Screenplay: Greg Taylor, Jonathan Hensleigh, Jim Strain

Starring: Robin Williams, Bonnie Hunt, Kirsten Dunst, Bradley Pierce, David Alan Grier, Jonathan Hyde, Bebe Neuwirth

Runtime: 104 Minutes


Original UK Release: 1996




Joe Johnston’s Jumanji might be the best cinematic metaphor ever for the eternal nightmare of playing board games with the family, but at the same time it’s a really strong, exceptionally entertaining and downright frightening fantasy adventure picture that manages to capitalise on star Robin Williams' mainstream popularity and blockbuster success in the 1990s.


There may be a slow start to the main story as the 1969 sequence plays out, but it’s all in the aid of building character. There’s a surprising amount of emotion behind the characters at the centre of the story, from the older generation of Alan Parish (Robin Williams) and Sarah Whittle (Bonnie Hunt), to the young siblings Judy (Kirsten Dunst) and Peter Shepherd (Bradley Pierce).

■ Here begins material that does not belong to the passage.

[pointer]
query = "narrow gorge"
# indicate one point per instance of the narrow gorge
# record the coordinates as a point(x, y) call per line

The performances from all are really strong and they share a great onscreen chemistry. Williams’ decision to play the role straight might seem initially against his better (or worse) instincts, but he injects a great sense of energy into the film with his character holding the strongest story arc of the main characters.


Although based on the 1981 fantasy children’s book by Chris Van Allsburg, Jumanji could just as easily be read as a post-modern reinvention of the Peter Pan story. Where a young boy not ready to grow up and accept the responsibilities of adulthood escapes to a mystical world, and upon returning to the world in the form of a fully grown man he must come to a direct confrontation with Van Pelt (Jonathan Hyde), a 20th-century hunter from the jungles of Jumanji who has been following him; a manifested representation of the bully father figure that he imagined for himself and ran from a child (also played by Jonathan Hyde in a callback to the stage performances of Captain Hook).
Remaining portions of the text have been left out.